Content of UMI in IPS
Domain-dependent
The reconstruction of the location of the UMI with a PMI-trained model will have a significantly negative slope.
Functional
The reconstruction of the location of the UMI with a PMI-trained model will not differ from 0.
Hybrid
The reconstruction of the location of the UMI with a PMI-trained model will have a significantly negative slope.
Context of UMI IPS
Domain-dependent
The reconstruction of the orientation of the UMI with a PMI-trained model will not differ from 0.
Functional
The reconstruction of the orientation of the UMI with a PMI-trained model will have a significantly negative slope.
Hybrid
The reconstruction of the orientation of the UMI with a PMI-trained model will have a significantly negative slope.
Subjects
Estimated effect sizes for this preregistered study were based on datasets from Yu et al. (2020) that used data collection and analysis methods similar to what we used for this preregistered study. Power analyses indicated we needed data from 24 subjects to achieve 90% power to detect the smallest of the predicted significant effects (significantly negative slope for the reconstruction of orientation of the UMI in early visual cortex, Cohen's d of 0.62) with a one-tailed alpha of 0.05.
Twenty-four subjects (12 male and 12 female; M of age = 22.4; SE = 4.7) were recruited at the University of Wisconsin–Madison with the following inclusion criteria: being 18–35 years in age; having normal or corrected-to-normal vision; reporting no history of neurological disease, seizures, or fainting; reporting no history of using of psychotropic drugs nor of chronic alcohol consumption; and having no contraindications for MRI scanning.

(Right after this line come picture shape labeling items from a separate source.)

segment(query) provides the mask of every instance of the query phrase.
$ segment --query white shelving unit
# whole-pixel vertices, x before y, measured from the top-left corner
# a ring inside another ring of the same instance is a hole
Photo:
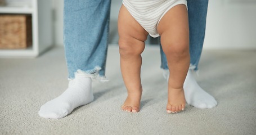
[[[31,6],[0,7],[0,14],[32,15],[33,40],[26,49],[0,49],[0,57],[36,57],[52,46],[51,3],[51,0],[31,0]]]

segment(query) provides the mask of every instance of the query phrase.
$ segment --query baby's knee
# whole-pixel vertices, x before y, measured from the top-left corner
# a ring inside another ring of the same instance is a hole
[[[138,43],[133,38],[120,38],[118,42],[119,53],[122,56],[141,55],[145,48],[144,42]]]
[[[174,57],[185,57],[189,56],[189,44],[185,42],[169,43],[169,45],[163,47],[165,54],[169,54]]]

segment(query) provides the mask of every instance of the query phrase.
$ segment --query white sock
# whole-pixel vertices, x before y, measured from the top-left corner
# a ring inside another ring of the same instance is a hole
[[[59,97],[41,106],[38,114],[44,118],[60,119],[80,106],[93,100],[92,79],[83,73],[77,73],[68,89]]]
[[[164,76],[166,77],[168,82],[169,70],[166,70],[164,71]],[[217,105],[214,98],[198,85],[191,69],[187,73],[183,88],[186,101],[188,105],[200,109],[212,108]]]

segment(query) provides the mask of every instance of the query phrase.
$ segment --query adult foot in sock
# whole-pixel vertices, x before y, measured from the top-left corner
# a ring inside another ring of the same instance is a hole
[[[44,118],[60,119],[80,106],[93,100],[92,80],[83,73],[77,73],[68,89],[59,97],[41,106],[38,114]]]

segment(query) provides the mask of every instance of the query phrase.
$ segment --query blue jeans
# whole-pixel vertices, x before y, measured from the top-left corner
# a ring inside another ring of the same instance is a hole
[[[204,44],[208,0],[187,0],[190,28],[190,69],[197,70]],[[160,46],[161,68],[168,69],[167,60]]]
[[[79,70],[104,76],[111,0],[64,0],[64,42],[69,78]],[[204,40],[208,0],[187,0],[191,65],[197,69]],[[167,69],[161,48],[161,68]]]
[[[64,42],[69,78],[78,70],[105,75],[111,0],[64,0]]]

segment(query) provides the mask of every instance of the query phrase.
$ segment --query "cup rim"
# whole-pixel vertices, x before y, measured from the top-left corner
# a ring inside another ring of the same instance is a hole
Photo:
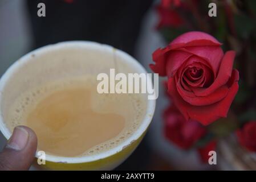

Informed consent was obtained following procedures approved by the University of Wisconsin–Madison Health Sciences Institutional Review Board.
Stimuli and procedure
The stimuli used in the task were generated with MATLAB (MathWorks) and the Psychtoolbox-3 extensions and presented with a 60 Hz Avotec Silent Vision 6011 projector (Brainard, 1997; Pelli, 1997). Subjects viewed the stimuli through a coil-mounted mirror, with a viewing distance of 68.58 cm and the screen width of 33.02 cm. The stimuli during the sample period were two oriented bars colored black (length, 5°; width, 0.08°; presented inside a white disk of radius of 2.5°). The orientation of the two bars was selected randomly, with replacement, from a fixed set of values (15°, 45°, 75°, 105°, 135°, or 165°; ∼54 instances of each). The locations of the disks were selected randomly, with replacement, from a fixed set of nine values of polar angle (20°, 60°, 100°, 140°, 180°, 220°, 260°, 300°, 340°; ∼36 instances of each), each centered on an imaginary circle with a radius of 8° from central fixation. In order to cover the 360° space and avoid verbal encoding, on each trial, a jitter between 0° and 10° was added to both sample locations with the same value. There could be six possible distances between the PMI and UMI in orientation space, −60°, −30°, 0°, 30°, 60°, and 90°, and nine possible distances between the PMI and UMI along the imagery circle: −160°, −120°, −80°, −40°, 0°, 40°, 80°, 120°, and 160°. Distance in location, distance in orientation, and status of the second retrocue (stay/switch) were fully counterbalanced, resulting in 108 unique trial types. This design meant that the orientation of the two samples was the same on a fixed proportion of 1/6th of trials and the location of the two samples the same on a fixed proportion of 1/9th of trials. Responses were collected with an MRI-compatible button box.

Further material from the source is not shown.